Turing 16x16 MMA, SM usage, 1 or 2?

going through the simpleTensorCoreGEMM.cu example. I wonder how many SM’s are used to perform the 16x16 matrix multiplication accumulation. Have an RTX 2070.

I understand that each tensor core performs 4x4 mma, GTX 2070 has 8 of these tensor cores per SM.

Question1: Have 2 theories (below), wonder which one is the correct:

Theory 1: One SM does it all 16x16=256 product, 4 iterations of cuda threads to accommodate for the 2x8 Tensor cores in a 16x16 required (think this is unlikely) as it would take 2 steps of Tensor computing.

Theory 2: Two SM’s, 2 iterations of cuda threads per SM to accommodate the 8 Tensor cores to compute 128 products per SM of the 16x16=256 required
(most likely scenario, in 2 cuda core warp cycles) as it would take 1 step of Tensor computing.

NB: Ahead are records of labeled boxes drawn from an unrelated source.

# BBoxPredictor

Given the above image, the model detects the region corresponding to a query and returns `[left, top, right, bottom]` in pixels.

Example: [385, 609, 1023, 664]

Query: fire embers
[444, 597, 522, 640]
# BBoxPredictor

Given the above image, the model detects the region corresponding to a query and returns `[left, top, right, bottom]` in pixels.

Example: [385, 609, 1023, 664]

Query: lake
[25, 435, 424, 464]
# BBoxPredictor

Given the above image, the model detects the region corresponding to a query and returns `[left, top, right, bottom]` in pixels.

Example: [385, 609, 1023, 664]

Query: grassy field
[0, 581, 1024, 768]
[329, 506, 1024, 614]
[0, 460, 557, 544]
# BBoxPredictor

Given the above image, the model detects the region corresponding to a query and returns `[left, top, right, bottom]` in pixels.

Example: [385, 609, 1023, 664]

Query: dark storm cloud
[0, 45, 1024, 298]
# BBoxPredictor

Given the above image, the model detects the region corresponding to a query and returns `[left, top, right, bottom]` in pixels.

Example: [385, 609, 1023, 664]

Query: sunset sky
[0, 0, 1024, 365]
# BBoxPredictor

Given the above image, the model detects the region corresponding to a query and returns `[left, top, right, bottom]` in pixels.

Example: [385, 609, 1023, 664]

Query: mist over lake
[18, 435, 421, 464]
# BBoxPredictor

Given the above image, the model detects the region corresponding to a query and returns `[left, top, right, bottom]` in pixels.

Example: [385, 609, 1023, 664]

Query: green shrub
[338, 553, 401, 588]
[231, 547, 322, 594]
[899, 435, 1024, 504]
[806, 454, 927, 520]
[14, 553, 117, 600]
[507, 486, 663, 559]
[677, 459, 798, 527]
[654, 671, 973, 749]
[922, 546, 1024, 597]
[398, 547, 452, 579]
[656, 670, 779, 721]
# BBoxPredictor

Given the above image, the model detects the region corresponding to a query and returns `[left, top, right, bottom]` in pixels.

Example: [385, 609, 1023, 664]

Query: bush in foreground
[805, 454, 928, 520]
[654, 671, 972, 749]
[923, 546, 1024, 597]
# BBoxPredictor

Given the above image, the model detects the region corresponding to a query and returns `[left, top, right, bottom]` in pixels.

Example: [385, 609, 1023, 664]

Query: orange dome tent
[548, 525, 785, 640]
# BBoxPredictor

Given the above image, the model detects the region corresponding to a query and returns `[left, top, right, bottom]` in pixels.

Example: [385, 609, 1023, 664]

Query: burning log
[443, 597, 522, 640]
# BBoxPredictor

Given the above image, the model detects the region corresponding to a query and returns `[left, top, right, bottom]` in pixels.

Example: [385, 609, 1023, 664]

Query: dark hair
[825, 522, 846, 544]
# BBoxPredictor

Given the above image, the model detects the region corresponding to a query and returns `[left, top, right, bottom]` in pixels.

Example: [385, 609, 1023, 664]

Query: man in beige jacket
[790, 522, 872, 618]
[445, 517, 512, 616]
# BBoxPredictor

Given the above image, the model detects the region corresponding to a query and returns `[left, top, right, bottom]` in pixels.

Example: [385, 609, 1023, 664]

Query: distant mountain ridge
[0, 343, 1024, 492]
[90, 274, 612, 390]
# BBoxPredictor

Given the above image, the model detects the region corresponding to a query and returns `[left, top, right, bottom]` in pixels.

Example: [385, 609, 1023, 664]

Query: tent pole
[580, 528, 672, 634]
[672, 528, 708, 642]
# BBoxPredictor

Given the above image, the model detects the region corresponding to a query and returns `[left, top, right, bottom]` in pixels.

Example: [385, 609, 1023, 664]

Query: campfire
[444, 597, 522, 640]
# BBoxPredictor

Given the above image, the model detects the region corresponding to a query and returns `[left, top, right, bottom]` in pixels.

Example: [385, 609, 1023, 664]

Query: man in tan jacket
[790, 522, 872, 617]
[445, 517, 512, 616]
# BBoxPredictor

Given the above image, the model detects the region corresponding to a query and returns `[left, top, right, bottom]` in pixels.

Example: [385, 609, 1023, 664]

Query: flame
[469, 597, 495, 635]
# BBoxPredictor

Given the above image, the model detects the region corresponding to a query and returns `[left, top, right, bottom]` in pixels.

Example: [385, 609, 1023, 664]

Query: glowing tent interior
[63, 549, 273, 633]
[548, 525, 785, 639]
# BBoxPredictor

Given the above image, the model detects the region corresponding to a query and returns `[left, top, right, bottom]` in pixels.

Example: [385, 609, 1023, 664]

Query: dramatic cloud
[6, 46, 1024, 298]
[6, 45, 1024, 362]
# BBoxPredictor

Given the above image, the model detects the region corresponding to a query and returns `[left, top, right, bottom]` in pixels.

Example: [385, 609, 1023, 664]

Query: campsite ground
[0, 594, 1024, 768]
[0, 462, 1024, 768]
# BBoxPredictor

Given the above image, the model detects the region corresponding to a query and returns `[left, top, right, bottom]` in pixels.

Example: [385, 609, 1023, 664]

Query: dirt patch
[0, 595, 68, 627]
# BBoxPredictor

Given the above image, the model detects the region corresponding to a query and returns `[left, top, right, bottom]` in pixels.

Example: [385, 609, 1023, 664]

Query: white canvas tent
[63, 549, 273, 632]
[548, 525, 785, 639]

so… 2 SM’s , with 16 tensor cores for the 16x16 half floating point MMA operation? 2 cuda core warps'' per SM but only one tensor core warp’'.

Question2: Is there is such thing as cuda cores warp'' and tensor cores warp’'?.

thank’s, excellent product by the way.

At the lowest level, tensor core activity is driven from CUDA code.

https://docs.nvidia.com/cuda/cuda-c-programming-guide/index.html#wmma
https://devblogs.nvidia.com/programming-tensor-cores-cuda-9/

There is no other method to access them. Any method that uses them, such as CUBLAS, CUTLASS, etc. is using CUDA wmma operations under the hood (i.e. in some CUDA kernel, in the library).

There are no “tensor core warps”. The only warp is a CUDA warp.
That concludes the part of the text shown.